Con aria indifferente, Raven si alzò da terra, come per passare dall’altra parte dello scafo che gli stava di fronte, ma si fermò all’altezza del portello aperto ed entrò. Accostò il battente circolare e tirò la leva che chiudeva ermeticamente il portello, poi si avviò verso la cabina di pilotaggio.
“Qualcuno mi ha colpito” continuò la mente dell’altro. “Doveva essere in attesa del mio passaggio!” Seguì un attimo di pensieri confusi, poi ci fu l’urlo mentale e vocale. — Ehi, voi, addormentati! Qualcuno è penetrato nel campo! Mi ha rubato il…
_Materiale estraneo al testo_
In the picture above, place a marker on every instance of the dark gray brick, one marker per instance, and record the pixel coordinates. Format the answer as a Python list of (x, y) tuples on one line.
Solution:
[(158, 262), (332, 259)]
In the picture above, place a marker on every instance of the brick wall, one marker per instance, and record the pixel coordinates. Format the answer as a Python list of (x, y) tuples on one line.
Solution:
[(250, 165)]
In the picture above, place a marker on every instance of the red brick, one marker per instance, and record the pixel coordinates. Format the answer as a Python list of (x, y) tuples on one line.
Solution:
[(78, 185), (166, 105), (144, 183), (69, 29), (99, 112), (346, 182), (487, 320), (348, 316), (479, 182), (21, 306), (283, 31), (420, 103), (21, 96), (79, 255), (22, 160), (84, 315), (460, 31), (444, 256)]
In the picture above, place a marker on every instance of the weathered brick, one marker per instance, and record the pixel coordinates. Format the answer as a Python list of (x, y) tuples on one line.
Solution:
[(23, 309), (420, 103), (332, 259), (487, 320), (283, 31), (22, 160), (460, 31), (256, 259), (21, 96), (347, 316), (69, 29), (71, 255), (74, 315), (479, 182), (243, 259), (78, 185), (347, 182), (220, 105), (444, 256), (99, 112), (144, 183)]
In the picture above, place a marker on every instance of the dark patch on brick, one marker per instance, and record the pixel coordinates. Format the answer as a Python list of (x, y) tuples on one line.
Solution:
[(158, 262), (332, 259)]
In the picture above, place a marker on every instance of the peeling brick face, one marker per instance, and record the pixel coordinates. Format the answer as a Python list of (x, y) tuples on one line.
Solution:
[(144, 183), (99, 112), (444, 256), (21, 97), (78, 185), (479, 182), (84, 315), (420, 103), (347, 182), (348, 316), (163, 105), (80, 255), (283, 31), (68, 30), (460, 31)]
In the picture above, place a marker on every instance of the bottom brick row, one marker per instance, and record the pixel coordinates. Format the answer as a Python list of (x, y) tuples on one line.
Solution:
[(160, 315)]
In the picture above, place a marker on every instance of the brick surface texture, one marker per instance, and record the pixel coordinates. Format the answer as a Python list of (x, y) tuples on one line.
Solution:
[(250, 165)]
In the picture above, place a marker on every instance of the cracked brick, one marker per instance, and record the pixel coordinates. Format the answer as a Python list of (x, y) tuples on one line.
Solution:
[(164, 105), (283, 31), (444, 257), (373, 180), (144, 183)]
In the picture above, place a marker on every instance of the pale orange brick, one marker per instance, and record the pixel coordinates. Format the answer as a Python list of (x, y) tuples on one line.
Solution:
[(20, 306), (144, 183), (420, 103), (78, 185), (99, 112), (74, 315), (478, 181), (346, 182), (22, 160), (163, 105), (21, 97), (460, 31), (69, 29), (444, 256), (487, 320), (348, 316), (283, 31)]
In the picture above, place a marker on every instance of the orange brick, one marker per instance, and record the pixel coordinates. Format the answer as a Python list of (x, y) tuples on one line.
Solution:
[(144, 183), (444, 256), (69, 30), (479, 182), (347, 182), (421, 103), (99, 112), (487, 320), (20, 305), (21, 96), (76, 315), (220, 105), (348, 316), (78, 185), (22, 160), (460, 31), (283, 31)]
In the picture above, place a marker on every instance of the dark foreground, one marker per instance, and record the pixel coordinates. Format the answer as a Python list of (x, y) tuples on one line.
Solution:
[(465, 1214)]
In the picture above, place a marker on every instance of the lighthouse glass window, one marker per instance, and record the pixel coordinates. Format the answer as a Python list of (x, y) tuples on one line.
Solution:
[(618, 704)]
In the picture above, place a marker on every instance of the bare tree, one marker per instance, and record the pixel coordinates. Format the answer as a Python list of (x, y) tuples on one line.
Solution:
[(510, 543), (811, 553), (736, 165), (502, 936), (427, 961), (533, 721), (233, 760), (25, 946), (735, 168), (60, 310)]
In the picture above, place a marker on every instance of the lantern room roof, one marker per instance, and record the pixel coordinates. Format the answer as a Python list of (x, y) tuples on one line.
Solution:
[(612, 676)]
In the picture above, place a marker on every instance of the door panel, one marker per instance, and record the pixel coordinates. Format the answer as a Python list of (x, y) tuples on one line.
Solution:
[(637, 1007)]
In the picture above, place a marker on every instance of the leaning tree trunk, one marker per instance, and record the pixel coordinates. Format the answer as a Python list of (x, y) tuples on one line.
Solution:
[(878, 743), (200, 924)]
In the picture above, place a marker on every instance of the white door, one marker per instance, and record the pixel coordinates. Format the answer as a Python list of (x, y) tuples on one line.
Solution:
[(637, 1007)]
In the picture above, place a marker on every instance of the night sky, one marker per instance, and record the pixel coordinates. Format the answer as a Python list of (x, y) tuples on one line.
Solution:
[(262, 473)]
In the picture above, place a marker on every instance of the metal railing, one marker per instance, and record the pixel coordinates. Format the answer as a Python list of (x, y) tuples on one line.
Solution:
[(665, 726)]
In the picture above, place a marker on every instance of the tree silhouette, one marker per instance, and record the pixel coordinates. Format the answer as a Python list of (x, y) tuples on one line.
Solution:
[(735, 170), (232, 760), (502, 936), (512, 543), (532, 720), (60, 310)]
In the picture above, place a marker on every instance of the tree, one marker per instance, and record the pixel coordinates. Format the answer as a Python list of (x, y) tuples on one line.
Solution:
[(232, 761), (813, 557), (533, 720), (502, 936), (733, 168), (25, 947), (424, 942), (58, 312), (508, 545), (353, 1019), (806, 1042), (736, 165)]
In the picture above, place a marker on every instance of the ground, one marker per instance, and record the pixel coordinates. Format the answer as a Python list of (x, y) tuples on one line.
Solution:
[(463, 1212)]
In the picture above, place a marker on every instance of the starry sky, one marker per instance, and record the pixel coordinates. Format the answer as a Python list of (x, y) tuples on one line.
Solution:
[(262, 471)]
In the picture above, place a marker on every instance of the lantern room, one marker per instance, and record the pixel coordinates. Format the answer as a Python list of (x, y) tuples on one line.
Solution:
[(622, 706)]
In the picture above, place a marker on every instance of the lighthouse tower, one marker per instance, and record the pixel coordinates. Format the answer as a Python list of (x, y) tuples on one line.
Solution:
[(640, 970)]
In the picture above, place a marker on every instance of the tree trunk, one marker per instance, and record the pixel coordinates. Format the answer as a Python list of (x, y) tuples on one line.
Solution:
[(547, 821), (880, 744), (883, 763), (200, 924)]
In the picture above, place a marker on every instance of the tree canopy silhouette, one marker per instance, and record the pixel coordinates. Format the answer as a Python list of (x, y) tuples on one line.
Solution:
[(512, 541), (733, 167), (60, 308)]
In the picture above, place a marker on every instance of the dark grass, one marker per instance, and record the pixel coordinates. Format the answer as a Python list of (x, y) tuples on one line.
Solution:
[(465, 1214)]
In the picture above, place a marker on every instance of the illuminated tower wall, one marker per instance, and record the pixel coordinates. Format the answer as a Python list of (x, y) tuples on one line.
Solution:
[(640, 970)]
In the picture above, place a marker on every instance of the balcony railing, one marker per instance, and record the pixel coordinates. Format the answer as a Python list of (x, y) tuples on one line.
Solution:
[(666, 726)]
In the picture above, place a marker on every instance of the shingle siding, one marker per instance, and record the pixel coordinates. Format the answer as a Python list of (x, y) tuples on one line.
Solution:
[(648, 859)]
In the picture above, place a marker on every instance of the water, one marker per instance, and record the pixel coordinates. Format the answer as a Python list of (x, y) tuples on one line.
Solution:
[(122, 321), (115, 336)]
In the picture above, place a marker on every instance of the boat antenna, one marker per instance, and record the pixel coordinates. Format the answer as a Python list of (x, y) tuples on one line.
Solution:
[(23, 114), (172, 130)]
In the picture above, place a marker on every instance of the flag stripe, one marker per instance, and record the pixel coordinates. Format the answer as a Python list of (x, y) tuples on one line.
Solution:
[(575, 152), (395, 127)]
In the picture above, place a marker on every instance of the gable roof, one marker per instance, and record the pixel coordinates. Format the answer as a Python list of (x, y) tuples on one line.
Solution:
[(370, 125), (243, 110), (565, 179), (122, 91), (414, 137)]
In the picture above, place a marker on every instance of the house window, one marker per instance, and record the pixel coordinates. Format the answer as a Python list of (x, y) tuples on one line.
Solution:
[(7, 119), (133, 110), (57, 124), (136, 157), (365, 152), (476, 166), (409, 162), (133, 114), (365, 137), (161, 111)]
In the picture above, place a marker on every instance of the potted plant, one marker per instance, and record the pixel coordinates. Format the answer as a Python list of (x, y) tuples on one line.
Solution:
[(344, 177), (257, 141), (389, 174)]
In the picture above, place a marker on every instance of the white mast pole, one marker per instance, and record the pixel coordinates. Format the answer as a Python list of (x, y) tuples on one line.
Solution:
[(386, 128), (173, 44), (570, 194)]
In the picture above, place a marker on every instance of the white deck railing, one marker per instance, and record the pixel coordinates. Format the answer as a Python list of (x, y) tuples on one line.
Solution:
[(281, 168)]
In mezzo alla confusione di pensieri che giunsero dalle guardie che stavano per smontare e che solo adesso si ricordavano di essere ancora in servizio, quattro menti più forti parvero emergere dal nulla e avanzarono in mezzo al campo per scrutare negli scafi. Quando raggiunsero la piccola astronave le quattro menti urtarono contro lo scudo mentale di Raven, si sforzarono, rimbalzarono.
“Chi siete?”
Raven non rispose. In quel momento le pompe e gli iniettori dello scafo cominciarono a entrare in azione.
“Rispondete! Chi siete?”
Erano menti molto diverse dalle altre che si aggiravano per il campo. Erano acute, precise, e avevano saputo riconoscere lo schermo mentale nell’attimo in cui lo avevano incontrato.
“È un telepatico. Non vuole parlare e tiene la mente serrata. Si trova sul KM 44. Meglio circondare lo scafo.”
“Circondarlo? No! Se mette in azione i propulsori incenerirà tutti quelli che si trovano dietro la coda.”
“Non credo. Non oserà partire prima che si sollevi la nebbia.”
“Se è Raven avremo delle grane, perché avremmo dovuto…”
“Vi ho detto che non sappiamo chi sia. Potrebbe trattarsi soltanto di un maniaco del volo nello spazio che tenta di rubare un’astronave. Se parte, spero che vada a fracassarsi.”